Now new banking reform rules intended to help the general public avoid overdraft penalties could end up doing more harm than good.
Starting next week, banks all over the United States will be required to give customers the choice to opt out of overdraft protection for ATM and debit card transactions. That means they won’t be able to charge you a fee if you overdraft. Instead your card will simply be declined.
But it could also be the end of free checking at many banks and credit unions. Not to mention a wave of new fees.
It’s important to note that these new rules do not apply to personal checks. But it could have a major effect on what you’re charged to open and maintain a checking account as well as how much your bank charges when you order checks.
According to the Government Accountability Office, the revenue financial institutions have collected from checking and savings accounts jumped around 50% within the last 10 years.
Overdraft fees nearly doubled in the last decade reaching more than $37 billion according to banking industry analysts. Of that $37 billion, half of it came from fees paid because of overdrawn ATM and debit card transactions.
But when the new overdraft rules kick in next week much of that money could disappear. Many banks are concerned that they’ll lose tens of millions of dollars.
They’re going to have to make that money up somewhere.
Where Will the Money Come From?
“I think higher fees are inevitable,” says senior financial analyst Bob Meara with Celent in Atlanta.

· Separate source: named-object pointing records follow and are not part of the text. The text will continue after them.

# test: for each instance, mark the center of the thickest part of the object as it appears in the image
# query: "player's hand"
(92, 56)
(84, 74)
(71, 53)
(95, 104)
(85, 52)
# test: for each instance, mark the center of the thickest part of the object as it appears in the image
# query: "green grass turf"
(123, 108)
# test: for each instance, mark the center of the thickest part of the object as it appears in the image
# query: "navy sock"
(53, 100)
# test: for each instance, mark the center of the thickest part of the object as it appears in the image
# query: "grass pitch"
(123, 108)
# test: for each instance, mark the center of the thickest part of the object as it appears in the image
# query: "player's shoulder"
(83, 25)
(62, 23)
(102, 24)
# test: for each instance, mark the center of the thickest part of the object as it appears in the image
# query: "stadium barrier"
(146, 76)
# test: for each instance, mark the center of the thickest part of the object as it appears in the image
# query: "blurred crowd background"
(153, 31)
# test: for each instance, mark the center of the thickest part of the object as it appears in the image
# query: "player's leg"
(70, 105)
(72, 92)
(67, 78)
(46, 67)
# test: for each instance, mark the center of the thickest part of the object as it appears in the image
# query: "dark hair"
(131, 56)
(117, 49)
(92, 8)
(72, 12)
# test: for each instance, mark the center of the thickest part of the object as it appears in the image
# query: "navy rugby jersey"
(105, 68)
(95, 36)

Meara believes people will have to deal with fees for services they’re used to getting for free, and possibly even an onslaught of checking accounts that don’t allow paper checks.
You might have to pay a fee to receive your monthly statement in the mail. You could be charged for conducting transactions at the bank with a teller. Some banks may charge monthly maintenance fees for everyone with an account that isn’t profitable.

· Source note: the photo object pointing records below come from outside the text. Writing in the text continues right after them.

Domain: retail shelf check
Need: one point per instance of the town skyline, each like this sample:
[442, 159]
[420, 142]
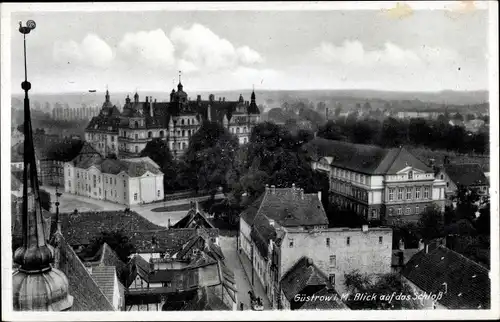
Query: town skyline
[271, 50]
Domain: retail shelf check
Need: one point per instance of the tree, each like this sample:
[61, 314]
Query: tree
[390, 292]
[209, 157]
[117, 240]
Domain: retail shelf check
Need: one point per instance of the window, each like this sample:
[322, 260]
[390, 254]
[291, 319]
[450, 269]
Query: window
[391, 194]
[408, 193]
[426, 193]
[417, 193]
[400, 193]
[333, 260]
[331, 279]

It can cost between $250 and $300 a year to maintain one checking account. If your account isn’t generating that much revenue, your bank is losing money.
Plus, because of the slow economy brought on by troubles in the financial industry, many banks had been relying on non-interest income to stay afloat. The Government Accountability Office says fees make up 27% of banks’ revenue.

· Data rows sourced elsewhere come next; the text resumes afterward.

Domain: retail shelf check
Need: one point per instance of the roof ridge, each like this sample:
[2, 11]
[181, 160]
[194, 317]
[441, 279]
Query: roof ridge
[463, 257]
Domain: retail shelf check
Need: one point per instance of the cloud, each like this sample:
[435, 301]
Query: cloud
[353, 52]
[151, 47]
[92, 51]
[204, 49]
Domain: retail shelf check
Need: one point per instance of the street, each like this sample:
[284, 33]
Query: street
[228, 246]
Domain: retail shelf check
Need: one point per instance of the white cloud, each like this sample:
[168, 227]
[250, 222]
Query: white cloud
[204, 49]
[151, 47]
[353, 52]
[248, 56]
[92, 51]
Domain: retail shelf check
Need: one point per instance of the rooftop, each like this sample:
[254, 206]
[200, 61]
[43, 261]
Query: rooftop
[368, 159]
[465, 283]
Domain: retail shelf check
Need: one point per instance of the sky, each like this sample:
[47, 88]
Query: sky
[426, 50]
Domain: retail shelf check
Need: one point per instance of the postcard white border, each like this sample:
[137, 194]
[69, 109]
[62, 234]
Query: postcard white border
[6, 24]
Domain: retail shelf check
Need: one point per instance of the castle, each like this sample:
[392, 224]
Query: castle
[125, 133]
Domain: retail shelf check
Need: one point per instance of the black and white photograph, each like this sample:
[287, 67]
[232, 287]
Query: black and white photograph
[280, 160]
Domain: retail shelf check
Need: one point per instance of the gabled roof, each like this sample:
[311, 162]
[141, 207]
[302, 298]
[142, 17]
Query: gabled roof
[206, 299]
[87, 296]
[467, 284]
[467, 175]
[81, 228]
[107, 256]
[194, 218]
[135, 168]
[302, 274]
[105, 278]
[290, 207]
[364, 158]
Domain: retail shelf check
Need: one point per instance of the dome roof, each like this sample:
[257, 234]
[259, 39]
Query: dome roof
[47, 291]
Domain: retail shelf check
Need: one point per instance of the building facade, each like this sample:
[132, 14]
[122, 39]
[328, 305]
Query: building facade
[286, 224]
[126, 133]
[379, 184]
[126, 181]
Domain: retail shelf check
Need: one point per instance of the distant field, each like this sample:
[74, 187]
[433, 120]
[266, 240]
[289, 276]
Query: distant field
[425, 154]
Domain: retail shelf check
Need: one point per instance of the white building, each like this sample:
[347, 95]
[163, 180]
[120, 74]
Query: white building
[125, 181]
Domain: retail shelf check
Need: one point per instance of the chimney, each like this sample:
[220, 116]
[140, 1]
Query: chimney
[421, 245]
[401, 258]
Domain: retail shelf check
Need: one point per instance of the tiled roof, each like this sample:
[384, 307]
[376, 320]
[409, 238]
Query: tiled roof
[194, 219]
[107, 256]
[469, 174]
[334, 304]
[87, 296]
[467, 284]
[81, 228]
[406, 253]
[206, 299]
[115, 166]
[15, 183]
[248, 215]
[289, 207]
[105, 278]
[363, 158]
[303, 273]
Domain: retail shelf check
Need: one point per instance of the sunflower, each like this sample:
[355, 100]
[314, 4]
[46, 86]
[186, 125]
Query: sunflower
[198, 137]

No one is going to shed any tears about the hardships of most financial institutions. Many of us blame them for getting us into this economic mess in the first place. But the bottom line is that everything is connected and it will come back around to affect you and your life.
What Can You Do?
At Check Advantage, we obviously hate to hear about the possibility of banks creating checking accounts that don’t include personal checks. That really doesn’t make sense when you consider that the latest Federal Reserve Study indicates more than 30-billion checks are written every year.
But what we hate even more is hearing that hard-working people like you are being taken for a ride.
You can avoid some of the extra costs banks inflict upon their customers when you order personal checks online from Check Advantage. Our every day low prices are as much as 75% less than what your bank would likely charge you.
Hopefully, the change in rules will have a mostly positive effect on banking customers.
The impact may not be as severe as some are predicting. Many banks report that only about half of their customers are opting out of overdraft protection. The rest want it to continue.
However, getting rid of unnecessary overdraft fees might be a smart idea. Wouldn’t you rather use personal checks, cash or even a credit card after your debit card is declined? Or would you rather pay a $20 to $35 fee?